Blog software updates

Date: 2024-02-11 03:30
Tags: blog-software

I've redesigned the blog software. The previous version read blog entries from a directory. The new version reads them from a memory-mapped database file which is updated by a separate process.

The previous version tried to do everything in the one C process. Although writing in C is theoretically great for performance, it's not a convenient language for text processing, and the text processing doesn't need great performance. At startup time it processes the directory full of blog entries to extract the main text and metadata. At request time it mostly just needs to concatenate some of those text strings into the socket buffer. 150 lines of C code removed.

C code: 700 lines approx (-150 lines)
Python code: +300 lines approx

I wondered if having all data in memory was faster than reading it from a file each time, so I did a stress-test on both the old and new code with Locust from the same server machine. In both cases it reported around 1030 requests/sec including 1.4 errors/sec. The nginx log showed the error to be a failure to connect to the backend process because the socket accept queue was full; after increasing it, the throughput is the same but without any errors.

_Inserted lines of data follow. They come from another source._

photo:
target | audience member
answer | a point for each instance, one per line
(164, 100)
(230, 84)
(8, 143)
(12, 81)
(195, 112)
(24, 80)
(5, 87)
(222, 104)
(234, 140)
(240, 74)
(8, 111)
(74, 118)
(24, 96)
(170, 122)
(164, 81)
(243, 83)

1000 requests/sec is obviously plenty for a blog nobody cares about and for Hetzner's cheapest VPS, but it should be possible to achieve a better high score — especially as the load testing tool used the majority of the server's CPU. The only error occurring on the server during the stress test is 502 Bad Gateway, resulting from nginx failing to connect to the backend process because the socket listen queue is full. After increasing it from 10 to 30, the request rate is about the same but without any error responses. I suppose the bottleneck is still something about the SCGI interface, or it's being masked by Locust using all the CPU. Maybe next time I'll try writing an in-process nginx module.

Since all data is loaded from a memory-mapped blob, there's a real risk of read-only buffer overruns. No matter, since all data in the blob is public. In fact, no private information is found anywhere in the blog program's address space — not even SSL keys, since SSL termination is handled by nginx — not even the previous request's cookies, since the request buffer is zeroed between requests.